13. Ralph Bunche Park honors UN history

  • Ralph Bunche Park
  • Ralph Bunche Park

Ralph Bunche Park, a small park located across from the United Nations, was named in 1979 after the first African American winner of the Nobel Peace Prize. The park was dedicated as New York City’s first Peace Park along the stretch of First Avenue known as United Nations Plaza. The park is connected to Tudor City in neighboring Murray Hill via a granite staircase whose wall features the famous quotation from Isaiah: “They shall beat their swords into plowshares, and their spears into pruning hooks; nation shall not lift up sword against nation, neither shall they learn war any more.” The steps are named for Natan Sharansky, a Soviet dissident and chairman for the Institute for the Study of Global Antisemitism and Policy.

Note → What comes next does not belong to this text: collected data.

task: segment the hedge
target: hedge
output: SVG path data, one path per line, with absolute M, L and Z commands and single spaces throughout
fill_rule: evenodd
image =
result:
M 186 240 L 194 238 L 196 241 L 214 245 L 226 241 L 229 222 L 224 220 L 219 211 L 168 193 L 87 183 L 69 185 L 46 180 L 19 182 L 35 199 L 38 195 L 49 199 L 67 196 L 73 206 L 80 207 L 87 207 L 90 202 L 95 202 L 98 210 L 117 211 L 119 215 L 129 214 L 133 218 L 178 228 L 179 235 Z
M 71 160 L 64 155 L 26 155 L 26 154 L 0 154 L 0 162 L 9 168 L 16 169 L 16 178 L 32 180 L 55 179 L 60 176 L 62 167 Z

Bunche received the 1950 Nobel Peace Prize for his mediation in the decades-long Israel-Palestine conflict, negotiating an armistice between Egypt and Israel in 1948. For his work in the Sinai, the Congo, Yemen, Cyprus, and Bahrain, Bunche was awarded the Presidential Medal of Freedom in 1963. Bunche’s friend Daniel LaRue Johnson dedicated to Bunche a stainless-steel obelisk at the park called Peace Form One. The park also contains a plaque honoring civil rights activist Bayard Rustin.